I can recall that, the growth of the image recognition market can be attributed to the rising use of high bandwidth data services in retail and BFSI sector. Smartphones and devices with cameras are attracting vendors to invest in the market. Increasing demand for security applications and products enabled with image recognition functions is also influencing the growth of this market.
Various companies in different sectors, such as retail, automotive, healthcare, and defense, are significantly adopting image recognition technology. Low-resolution image size and storage act as a challenge for the growth of the market. Owing to the technological advancements in image recognition, key vendors are focusing on launching next generation solutions and services. Research and Markets reveals that, the image recognition market is estimated to grow from USD 15.95 Billion in 2016 to USD 38.92 Billion by 2021, at the CAGR of 19.5% during the forecast period.

Mobile robots are also already penetrating dairy farms

Proudly, one can observe that, Robotic and drones have already started to quietly transform many aspects of agriculture. For instance, thousands of robotic milking parlours have been installed worldwide, creating nearly a $1.9bn industry that is projected to grow to $8bn by 2023. When it comes to Mobile robots, already they are penetrating dairy farms, helping automate tasks such as feed pushing or manure cleaning.

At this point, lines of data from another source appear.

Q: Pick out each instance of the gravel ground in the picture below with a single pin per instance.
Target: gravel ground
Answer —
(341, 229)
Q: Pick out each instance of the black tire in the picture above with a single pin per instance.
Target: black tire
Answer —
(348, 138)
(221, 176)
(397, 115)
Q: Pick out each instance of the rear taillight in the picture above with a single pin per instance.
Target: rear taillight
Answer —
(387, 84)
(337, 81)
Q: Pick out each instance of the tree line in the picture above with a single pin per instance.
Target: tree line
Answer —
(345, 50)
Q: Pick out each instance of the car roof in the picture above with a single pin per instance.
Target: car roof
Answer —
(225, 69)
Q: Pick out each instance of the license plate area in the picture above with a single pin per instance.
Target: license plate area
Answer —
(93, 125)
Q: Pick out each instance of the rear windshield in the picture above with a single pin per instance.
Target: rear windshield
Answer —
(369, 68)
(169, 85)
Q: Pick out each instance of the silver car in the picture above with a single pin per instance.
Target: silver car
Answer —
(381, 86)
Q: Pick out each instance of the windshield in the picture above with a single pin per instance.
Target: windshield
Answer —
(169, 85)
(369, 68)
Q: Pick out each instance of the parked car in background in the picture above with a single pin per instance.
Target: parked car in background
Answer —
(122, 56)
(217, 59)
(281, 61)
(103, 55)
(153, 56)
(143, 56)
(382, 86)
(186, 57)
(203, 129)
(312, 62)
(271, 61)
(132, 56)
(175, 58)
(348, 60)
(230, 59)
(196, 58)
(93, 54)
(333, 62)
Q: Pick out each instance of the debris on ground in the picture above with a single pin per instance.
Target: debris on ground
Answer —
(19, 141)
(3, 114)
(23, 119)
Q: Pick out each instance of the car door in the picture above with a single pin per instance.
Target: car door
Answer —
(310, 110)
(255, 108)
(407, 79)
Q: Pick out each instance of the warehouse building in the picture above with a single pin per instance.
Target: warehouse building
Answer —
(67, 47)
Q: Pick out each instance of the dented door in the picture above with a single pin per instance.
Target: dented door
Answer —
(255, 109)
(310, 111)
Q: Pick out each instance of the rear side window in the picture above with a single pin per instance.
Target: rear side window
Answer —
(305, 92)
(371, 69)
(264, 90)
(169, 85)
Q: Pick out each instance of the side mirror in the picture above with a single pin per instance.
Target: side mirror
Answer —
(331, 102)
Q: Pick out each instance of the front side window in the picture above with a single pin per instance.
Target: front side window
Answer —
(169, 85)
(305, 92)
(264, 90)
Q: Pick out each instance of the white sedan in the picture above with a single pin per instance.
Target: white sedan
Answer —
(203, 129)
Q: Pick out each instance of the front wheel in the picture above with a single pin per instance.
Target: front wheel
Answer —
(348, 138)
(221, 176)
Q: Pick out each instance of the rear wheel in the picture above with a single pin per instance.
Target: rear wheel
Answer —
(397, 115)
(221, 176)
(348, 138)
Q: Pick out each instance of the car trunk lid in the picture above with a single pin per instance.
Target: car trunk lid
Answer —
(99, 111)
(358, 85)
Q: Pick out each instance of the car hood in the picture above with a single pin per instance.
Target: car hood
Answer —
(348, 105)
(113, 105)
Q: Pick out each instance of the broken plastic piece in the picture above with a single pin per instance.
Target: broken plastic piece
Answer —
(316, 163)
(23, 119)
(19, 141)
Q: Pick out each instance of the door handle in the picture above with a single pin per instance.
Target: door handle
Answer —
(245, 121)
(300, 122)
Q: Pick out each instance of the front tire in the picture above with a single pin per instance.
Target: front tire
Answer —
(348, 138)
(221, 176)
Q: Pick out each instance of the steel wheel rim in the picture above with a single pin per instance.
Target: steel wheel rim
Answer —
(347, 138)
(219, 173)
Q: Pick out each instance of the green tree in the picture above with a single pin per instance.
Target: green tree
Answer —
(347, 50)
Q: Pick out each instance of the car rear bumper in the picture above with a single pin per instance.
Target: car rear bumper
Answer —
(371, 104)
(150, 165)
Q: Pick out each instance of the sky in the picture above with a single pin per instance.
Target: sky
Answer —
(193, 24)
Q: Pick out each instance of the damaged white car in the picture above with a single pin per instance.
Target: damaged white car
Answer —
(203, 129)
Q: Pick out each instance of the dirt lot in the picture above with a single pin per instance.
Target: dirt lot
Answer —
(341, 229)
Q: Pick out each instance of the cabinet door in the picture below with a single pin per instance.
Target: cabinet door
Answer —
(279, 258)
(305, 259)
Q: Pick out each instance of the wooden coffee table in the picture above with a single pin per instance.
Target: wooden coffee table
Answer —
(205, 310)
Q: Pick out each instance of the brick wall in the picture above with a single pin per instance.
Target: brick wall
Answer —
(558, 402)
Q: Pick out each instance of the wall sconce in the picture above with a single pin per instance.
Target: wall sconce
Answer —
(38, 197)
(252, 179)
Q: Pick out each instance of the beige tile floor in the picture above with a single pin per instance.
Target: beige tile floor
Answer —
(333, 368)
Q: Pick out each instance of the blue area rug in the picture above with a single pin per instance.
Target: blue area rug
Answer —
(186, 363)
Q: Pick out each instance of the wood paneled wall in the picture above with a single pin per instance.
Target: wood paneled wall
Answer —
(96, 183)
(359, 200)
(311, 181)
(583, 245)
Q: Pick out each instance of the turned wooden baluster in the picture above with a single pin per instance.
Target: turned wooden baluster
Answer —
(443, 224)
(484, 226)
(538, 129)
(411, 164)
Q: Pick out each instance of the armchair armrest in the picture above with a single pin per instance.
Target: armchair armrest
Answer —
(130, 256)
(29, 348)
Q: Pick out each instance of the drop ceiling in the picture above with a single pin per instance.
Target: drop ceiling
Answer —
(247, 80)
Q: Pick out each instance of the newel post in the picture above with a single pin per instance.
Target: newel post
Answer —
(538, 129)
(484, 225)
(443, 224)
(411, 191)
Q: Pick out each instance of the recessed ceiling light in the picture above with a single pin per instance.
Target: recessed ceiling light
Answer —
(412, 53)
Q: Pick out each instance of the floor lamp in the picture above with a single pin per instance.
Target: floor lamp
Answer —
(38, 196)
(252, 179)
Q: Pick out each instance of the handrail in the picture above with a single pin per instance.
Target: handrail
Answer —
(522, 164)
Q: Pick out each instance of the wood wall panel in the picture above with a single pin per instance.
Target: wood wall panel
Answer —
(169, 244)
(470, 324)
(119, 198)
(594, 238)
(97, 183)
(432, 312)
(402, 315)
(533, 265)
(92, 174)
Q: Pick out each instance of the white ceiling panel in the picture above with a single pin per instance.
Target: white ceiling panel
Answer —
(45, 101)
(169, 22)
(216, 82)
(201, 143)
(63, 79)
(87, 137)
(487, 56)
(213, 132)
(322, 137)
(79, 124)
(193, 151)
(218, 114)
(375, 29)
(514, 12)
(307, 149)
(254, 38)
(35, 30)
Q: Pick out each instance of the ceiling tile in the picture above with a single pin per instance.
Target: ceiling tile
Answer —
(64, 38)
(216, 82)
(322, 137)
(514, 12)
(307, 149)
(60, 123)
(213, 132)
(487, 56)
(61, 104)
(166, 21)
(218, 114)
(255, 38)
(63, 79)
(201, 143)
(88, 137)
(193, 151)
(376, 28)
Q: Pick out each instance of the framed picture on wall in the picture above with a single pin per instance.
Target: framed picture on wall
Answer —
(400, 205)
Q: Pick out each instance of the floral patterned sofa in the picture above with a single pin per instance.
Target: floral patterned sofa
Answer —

Core function drones provide to Agriculture

It is now obvious that, the progress of drones is by no means limited to spraying. Their core function is to provide detailed aerial maps of farms, enabling farmers to take data-driven site-specific action. Light-weight low-cost drones are often loaded with small multi-spectral sensors, measuring key indicators about plant health, yields, water stress levels, nitrogen deficiency , to name a few. Agriculture will be a major market for drones, reaching over $480m in 2027. Unmanned remote-controlled helicopters have already been spraying rice fields in Japan since early 1990s. Indeed, this is a maturing technology/sector with overall sales in Japan having plateaued. This market will benefit from a new injection of life as suppliers diversify into new territories and as low-cost light-weight sprayer drones enter the market.

Cloud Computing Market in Europe

While European enterprises continue to see IT security as a major barrier to adoption, it is clear that, Organizations are tapping into cloud solutions to reduce expenditure, widen productivity and scale, and increase computing power in light of Big Data issues. The European Cloud Computing industry is expected to generate total revenues of $30bn in 2017.